The trial of Yoder Blalock began Wednesday in Anchorage Superior Court nearly three years after he was arrested and accused of pepper-spraying Nathan Tanape, then plunging a bayonet into the man’s torso.
State prosecutors argue Blalock, 37, intended to kill Tanape. The state indicted him for second-degree murder shortly after the October 2011 incident. He also faces a driving under the influence charge for injecting methamphetamine while cruising in his truck before the confrontation.
The defense argues their client feared for his life and only resorted to deadly force after Tanape refused to back down.
Blalock’s trial has been a long time coming. The court tossed the murder charge and a tampering with evidence charge on Blalock’s motion to dismiss about year after his arrest. The state quickly re-filed the former charge, but years of back-and-forth over written petitions delayed the case.
Now, the victim’s family is learning more about how Tanape died, though the parties’ versions of events differ greatly.
Officers found Tanape inside an apartment on East Third Avenue, bleeding from stab wounds and gashes to his head, in the early morning hours of Sunday on Halloween weekend.
Assistant district attorney Christina Sherman said Tanape drank with friends at Polar Bar, a nearby downtown watering hole, before the party spilled over into his apartment. Later, one of the friends, Amy Chagluak, accepted a ride from Blalock. He had parked close to the apartment, Sherman said.
Blalock, Chagluak and another man drove around, Sherman said. The unidentified man exited the defendant’s truck at an unknown time. Everything was fine until Chagluak allegedly saw Blalock whip out a needle and inject meth. The drug use made her want to head back to her friends, the prosecutor contended.
According to Sherman’s account, Blalock returned the woman to the apartment willingly enough. Chagluak retreated inside the apartment. Tanape and another friend, Charles Alexie, emerged. They confronted the man, Sherman said.
“You gotta go. There’s going to be a problem,” Sherman said, quoting the victim. According to the charges, a witness told police Blalock responded, “I got something for you.” After getting something from his truck, Blalock returned with his hands behind his back, according to the charges.
Blalock pulled out pepper spray and a bayonet, a kind of short sword. He sprayed Tanape in the face. Then, “he cut and he slashed and he stabbed Mr. Tanape over and over again,” Sherman said.
The death blow was dealt, Sherman said, when the defendant stabbed Tanape between the ribs near his heart. Blood filled Tanape’s lungs. Sherman held the sword before the jury, displaying the piece of evidence tied to cardboard and wrapped in clear plastic.
A little less than an hour after Tanape was reported stabbed, Blalock called 911 to give his breathless account of the fight, according to the charges. He said he was looking for cigarettes to give a girl he'd just met when someone from the apartment approached him. He told the man he didn't want to fight and pretended to call police, prompting the man to back away, according to the charges.
Blalock told the dispatcher he got some Mace and a long knife from his truck before punching the man in the head.
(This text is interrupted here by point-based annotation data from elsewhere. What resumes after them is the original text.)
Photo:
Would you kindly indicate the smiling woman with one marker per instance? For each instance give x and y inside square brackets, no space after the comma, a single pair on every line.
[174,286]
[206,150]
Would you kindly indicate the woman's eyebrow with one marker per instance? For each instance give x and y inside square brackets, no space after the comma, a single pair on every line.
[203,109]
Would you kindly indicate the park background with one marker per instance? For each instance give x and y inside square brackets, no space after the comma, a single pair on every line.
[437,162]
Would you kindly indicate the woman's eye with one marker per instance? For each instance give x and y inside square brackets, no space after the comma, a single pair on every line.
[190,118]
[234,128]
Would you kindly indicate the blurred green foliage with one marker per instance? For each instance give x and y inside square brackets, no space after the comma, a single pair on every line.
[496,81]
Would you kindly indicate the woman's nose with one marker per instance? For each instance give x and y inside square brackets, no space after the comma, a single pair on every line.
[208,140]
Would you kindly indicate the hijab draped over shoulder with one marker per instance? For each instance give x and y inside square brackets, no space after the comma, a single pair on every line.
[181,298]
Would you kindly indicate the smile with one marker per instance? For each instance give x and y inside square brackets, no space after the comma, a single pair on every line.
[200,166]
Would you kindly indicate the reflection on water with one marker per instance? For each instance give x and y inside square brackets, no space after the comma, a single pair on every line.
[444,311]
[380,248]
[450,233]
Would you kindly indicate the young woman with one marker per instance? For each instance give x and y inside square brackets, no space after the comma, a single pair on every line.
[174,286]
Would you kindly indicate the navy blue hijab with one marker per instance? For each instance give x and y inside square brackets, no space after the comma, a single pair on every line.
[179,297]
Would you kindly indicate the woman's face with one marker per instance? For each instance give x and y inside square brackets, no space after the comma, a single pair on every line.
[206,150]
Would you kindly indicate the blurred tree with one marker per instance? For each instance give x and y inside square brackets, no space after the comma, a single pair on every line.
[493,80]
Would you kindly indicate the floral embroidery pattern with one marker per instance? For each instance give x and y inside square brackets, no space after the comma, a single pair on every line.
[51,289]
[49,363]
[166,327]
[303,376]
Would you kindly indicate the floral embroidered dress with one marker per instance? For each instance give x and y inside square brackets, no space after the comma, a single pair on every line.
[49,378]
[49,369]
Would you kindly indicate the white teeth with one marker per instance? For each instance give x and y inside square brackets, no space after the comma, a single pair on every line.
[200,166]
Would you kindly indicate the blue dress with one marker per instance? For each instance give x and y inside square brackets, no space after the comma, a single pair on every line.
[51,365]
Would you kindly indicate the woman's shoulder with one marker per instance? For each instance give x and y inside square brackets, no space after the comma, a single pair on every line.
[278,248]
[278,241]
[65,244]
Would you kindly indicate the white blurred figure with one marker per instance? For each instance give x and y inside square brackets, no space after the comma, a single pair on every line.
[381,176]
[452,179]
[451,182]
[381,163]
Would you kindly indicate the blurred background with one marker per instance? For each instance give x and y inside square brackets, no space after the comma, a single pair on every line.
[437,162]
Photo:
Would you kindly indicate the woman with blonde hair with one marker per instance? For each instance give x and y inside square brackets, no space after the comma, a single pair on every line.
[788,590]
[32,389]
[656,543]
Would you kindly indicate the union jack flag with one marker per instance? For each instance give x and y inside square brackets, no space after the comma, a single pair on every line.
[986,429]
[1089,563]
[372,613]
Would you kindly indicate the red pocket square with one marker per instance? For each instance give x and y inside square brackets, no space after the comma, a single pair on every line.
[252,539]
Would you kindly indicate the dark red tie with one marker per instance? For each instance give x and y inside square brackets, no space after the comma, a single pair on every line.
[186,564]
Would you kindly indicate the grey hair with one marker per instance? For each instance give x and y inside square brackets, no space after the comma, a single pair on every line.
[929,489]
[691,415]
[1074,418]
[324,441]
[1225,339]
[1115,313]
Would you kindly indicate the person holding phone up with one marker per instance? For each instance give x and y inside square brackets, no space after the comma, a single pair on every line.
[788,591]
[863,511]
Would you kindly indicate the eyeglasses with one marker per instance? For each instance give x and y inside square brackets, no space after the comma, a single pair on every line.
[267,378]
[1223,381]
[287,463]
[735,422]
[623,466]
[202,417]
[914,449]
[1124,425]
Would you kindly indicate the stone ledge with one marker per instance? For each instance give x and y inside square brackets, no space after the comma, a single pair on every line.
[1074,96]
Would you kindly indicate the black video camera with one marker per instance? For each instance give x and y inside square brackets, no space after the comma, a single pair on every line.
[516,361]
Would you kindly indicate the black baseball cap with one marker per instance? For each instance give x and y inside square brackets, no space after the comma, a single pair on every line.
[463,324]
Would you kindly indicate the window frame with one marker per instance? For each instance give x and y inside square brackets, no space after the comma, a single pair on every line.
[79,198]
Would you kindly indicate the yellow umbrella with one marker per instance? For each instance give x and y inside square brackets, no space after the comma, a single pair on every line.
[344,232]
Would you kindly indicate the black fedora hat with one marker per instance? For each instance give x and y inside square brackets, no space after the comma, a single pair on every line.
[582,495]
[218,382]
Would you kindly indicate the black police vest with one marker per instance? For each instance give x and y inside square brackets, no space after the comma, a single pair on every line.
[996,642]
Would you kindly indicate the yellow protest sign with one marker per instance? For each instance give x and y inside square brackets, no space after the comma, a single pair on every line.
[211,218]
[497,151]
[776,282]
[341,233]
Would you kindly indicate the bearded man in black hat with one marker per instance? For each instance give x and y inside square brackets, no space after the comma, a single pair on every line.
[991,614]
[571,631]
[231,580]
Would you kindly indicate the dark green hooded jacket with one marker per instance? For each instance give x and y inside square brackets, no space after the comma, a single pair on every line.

He sprayed the Mace at the man for 10 seconds with no effect, so he hit the man over the head with the knife, according to the charging document. Blalock said he was defending himself, the charges say.
Evidence will show nothing warranted the “level of violence Blalock unleashed on (Tanape),” Sherman said.
Office of Public Advocacy defense attorney Claire DeWitte said Blalock wasn’t looking for a fight; he wasn’t trying to challenge anyone.
“He didn’t know he was walking into a hornet’s nest of alcohol-fueled anger when he met Chagluak,” she said.
The defense admits Blalock injected meth while driving around with the girl. Trying to diffuse one of the state’s potential theories -- that the drug made her client react violently -- DeWitte said an expert witness will testify that individuals behave differently under the influence of the illegal substance.
She said Blalock stuck around outside the apartment because he was hopeful Chagluak would still want to join him that night.
Instead, Blalock “stumbled into a storm.” Both Tanape and Alexie were highly intoxicated, DeWitte said. When Tanape realized Blalock was faking the 911 call he threatened Blalock with violence, she said.
Blalock deployed the pepper spray as a deterrent, but the generally disabling weapon had no effect on the more than 250-pound Tanape. Tanape charged through the spray, chased Blalock down the alley and tackled him, she said.
DeWitte displayed a photo of Tanape’s knees for the jury. Deep bruises on the knees indicate he straddled Blalock on the cement after taking him to the ground. Once on the ground, “the situation turned deadly,” the defense attorney said.
Blalock swung the bayonet wildly. The weapons left “superficial injuries” with no indication Blalock attacked with full force, with the exception of the stab between Tanape’s ribs.
“He had every right to defend himself. He did everything he could to stay alive,” DeWitte said.